Highlights & Insights¶

Strengths¶

End-to-end engineering completeness: The system encompasses data synthesis, training strategy, and rollout engineering, with independent innovations at each stage.
Deep insights: Findings such as the SFT loss serving simultaneously as a stabilizer and a potential source of collapse during RL training, and self-consistency filtering being more important than best-trajectory selection, carry strong practical guidance.
Compelling results: A 14B model trained on only 12K samples outperforms GPT-5 and specialized models trained on 2.5M samples.
Training dynamics analysis: The "raising a child" analogy provides an intuitive explanation of the dynamic weight scheduling from SFT to RL.

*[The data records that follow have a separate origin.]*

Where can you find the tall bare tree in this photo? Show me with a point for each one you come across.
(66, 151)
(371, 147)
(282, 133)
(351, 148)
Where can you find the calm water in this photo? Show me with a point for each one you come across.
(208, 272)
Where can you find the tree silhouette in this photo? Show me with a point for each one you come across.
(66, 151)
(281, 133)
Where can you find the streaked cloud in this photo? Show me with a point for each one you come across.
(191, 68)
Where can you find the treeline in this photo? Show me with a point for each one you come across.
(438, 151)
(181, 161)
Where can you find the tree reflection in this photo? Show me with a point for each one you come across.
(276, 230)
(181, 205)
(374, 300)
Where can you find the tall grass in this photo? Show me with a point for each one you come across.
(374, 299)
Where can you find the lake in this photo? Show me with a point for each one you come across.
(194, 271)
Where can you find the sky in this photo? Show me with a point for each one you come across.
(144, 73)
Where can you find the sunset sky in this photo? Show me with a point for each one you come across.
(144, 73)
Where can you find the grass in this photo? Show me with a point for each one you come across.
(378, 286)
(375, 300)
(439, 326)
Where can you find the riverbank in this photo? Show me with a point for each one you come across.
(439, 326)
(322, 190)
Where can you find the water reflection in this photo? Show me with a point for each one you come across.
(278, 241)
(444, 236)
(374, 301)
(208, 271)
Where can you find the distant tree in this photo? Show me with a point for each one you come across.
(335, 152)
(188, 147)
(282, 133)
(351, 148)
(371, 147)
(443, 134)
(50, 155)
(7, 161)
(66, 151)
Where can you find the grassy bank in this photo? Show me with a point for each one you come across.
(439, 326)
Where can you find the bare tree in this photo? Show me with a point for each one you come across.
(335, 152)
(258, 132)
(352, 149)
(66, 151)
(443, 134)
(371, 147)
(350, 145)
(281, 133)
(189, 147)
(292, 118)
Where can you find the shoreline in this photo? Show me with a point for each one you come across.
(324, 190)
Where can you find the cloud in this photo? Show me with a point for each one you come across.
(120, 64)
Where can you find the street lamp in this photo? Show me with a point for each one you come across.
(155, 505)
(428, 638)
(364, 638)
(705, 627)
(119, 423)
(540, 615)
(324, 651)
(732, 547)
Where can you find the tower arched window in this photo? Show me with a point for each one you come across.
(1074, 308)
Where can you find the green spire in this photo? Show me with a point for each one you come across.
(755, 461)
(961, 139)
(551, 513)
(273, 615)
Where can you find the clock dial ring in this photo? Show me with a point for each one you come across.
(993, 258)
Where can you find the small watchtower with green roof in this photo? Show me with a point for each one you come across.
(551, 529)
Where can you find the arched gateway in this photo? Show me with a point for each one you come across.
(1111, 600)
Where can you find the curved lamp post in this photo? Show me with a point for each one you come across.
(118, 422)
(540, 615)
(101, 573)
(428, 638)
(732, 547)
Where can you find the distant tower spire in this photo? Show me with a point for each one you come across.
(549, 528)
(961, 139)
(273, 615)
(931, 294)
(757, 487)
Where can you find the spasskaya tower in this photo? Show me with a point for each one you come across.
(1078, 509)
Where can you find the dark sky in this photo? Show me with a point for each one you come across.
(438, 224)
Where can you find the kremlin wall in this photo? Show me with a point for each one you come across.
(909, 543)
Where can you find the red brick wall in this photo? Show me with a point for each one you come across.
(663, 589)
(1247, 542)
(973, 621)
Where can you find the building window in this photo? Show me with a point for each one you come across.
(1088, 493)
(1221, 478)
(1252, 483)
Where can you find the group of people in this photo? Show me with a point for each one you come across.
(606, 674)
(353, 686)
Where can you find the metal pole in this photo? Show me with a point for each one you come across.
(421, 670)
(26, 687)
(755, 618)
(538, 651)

Limitations & Future Work¶

Evaluation relies on GPT-4o-mini as the judge; using the same judge for both training and evaluation introduces potential bias (though cross-validation reports a Pearson correlation of 0.96).
The 18-category task taxonomy is manually designed; category boundaries and coverage may have omissions.
Experiments are conducted only at the 7B and 14B scales; behavior at larger or smaller model sizes remains unknown.
The chunked code maintenance strategy may become less efficient in scenarios with long dependency chains (e.g., cross-turn variable references).

Rating¶

⭐⭐⭐⭐⭐ — An exemplary systematic engineering contribution: the problem is clearly defined, the solution is comprehensive, experiments are rigorous, and insights are deep. This work offers strong reference value to the agent training community.